Eso sí, bien dicen que el orgullo es lo último que muere en un ser humano, así que fieles a sus costumbres cada pueblo arregló su mitad. Los de Salvatierra el lado izquierdo, y los de Acevedo el lado derecho. Lo mismo ocurrió con las gradas. Y así, después de semanas de trabajo arduo, la cancha volvió a ser cancha. Con sus líneas bien pintadas sobre un césped que poco a poco se iba haciendo parte de la tierra. Con los postes blancos y brillantes. Con las redes a merced del milagro del gol.

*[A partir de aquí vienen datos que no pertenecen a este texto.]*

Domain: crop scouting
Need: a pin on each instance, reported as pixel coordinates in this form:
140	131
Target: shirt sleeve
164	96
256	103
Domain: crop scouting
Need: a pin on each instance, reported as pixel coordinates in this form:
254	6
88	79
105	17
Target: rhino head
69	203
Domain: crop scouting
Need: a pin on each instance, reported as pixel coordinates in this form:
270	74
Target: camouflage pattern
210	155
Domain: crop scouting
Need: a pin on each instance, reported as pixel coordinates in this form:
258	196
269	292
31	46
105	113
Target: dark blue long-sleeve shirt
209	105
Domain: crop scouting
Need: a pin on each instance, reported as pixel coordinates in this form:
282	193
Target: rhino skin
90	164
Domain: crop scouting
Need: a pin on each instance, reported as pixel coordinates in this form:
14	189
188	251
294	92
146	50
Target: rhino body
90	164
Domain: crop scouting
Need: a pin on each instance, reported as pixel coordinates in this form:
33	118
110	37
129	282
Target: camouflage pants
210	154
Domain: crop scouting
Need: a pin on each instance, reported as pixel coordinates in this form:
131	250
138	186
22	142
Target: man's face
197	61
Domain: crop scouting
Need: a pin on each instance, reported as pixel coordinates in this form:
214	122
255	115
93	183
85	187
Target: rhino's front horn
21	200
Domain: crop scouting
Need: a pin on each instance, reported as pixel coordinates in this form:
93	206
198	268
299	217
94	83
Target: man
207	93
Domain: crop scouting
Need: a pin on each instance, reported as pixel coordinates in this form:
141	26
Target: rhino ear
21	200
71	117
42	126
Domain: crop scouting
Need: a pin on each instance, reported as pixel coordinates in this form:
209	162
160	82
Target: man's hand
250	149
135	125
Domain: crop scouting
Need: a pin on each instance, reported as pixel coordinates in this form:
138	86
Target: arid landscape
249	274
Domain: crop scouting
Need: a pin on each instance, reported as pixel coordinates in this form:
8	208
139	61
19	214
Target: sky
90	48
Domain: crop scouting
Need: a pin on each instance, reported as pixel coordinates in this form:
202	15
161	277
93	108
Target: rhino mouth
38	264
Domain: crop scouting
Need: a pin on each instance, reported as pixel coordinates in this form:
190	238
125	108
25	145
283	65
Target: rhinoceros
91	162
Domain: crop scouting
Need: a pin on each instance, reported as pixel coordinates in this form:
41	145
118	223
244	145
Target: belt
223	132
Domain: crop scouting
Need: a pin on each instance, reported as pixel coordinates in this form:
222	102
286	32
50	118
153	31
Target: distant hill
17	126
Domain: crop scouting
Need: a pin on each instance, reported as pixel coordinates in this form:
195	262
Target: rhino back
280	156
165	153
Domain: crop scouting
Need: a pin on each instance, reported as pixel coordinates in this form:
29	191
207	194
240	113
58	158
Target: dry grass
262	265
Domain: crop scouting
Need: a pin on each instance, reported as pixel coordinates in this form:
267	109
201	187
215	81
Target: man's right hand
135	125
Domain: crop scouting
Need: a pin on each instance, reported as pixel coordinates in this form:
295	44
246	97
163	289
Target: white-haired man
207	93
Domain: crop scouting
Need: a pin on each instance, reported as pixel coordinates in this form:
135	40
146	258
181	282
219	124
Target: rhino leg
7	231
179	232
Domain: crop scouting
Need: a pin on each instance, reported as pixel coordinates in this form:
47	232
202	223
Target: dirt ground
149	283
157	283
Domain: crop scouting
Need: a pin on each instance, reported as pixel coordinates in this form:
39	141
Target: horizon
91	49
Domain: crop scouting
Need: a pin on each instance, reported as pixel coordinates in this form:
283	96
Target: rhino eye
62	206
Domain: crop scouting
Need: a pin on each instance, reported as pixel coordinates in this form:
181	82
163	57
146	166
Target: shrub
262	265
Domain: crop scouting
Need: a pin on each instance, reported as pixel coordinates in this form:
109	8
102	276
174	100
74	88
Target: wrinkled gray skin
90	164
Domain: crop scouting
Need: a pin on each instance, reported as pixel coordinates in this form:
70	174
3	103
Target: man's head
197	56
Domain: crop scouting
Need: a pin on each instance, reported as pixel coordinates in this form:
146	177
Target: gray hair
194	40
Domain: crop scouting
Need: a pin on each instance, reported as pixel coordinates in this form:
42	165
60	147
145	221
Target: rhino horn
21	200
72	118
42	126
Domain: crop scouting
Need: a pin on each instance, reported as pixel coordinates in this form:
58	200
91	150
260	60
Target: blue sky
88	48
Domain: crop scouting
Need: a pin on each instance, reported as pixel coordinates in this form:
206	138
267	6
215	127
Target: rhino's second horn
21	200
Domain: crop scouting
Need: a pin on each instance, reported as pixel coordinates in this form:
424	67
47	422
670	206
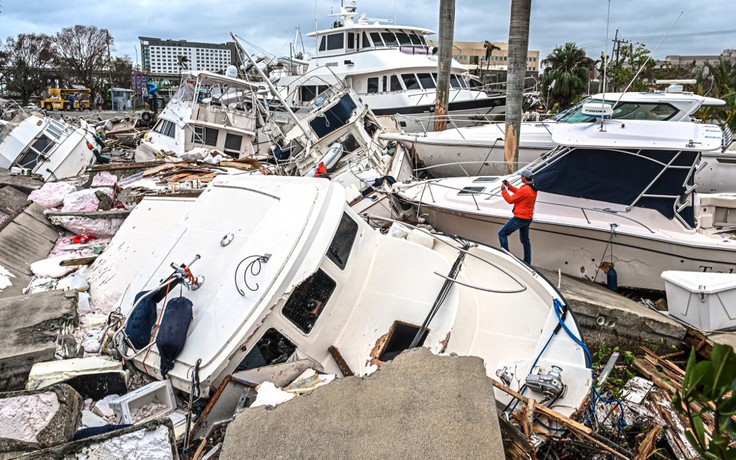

Fue así que llegó el último domingo de diciembre. Uno de esos domingos soleados en los que el viento frío que llega desde el sudeste suele limpiar el cielo. La expectativa en ambos poblados era grande y en la cancha no cabía ni un alfiler. El graderío repleto daba la idea de ser un mosaico gigante de colores rojo y blanco, porque en Salvatierra siempre han sido rojos y en Acevedo blancos.

Si uno fuera capaz de observar todos los gestos de las personas podría descifrar el mundo. Porque había que ver las caras de Don Víctor Barba y Don Raúl Regueiro para saber lo que representaba ese partido. La emoción que sentían al ver a la redonda nuevamente rodar por aquellas tierras tan apasionadas. El partido comenzó trabado, tenso, como al filo de algo a lo que todos temían. Pero algo hay de cierto, eran nuevas generaciones, las rencillas se habían enfriado con el paso de los años.

El “Negro” Rovira y Antonio Plata fueron los anotadores. 1-1 final. En el medio campo, Don Víctor y Don Raúl acordaron que no, que esa tarde soleada de diciembre no habría vencedor. Que ya mucho habían ganado con volver a vivir la fiesta del futbol como para que alguien se fuera triste a casa. Y que en todo caso, el próximo mes, en el siguiente partido, las cosas serían distintas.

Hoy, si uno va manejando por la carretera federal y el cielo despejado lo permite se sigue viendo la cancha. Una cancha que resalta sobre el paisaje árido y que desde su verde más profundo retrata su grandeza. Regularmente hay niños que juegan y que dividen el campo en dos, sin embargo, de vez en cuando y cuando nadie los ve, se dan el lujo de romper las reglas y jugar entre ellos. Y el blanco y el rojo se juntan mientras en Acevedo y Salvatierra el eterno partido de la vida sigue su curso.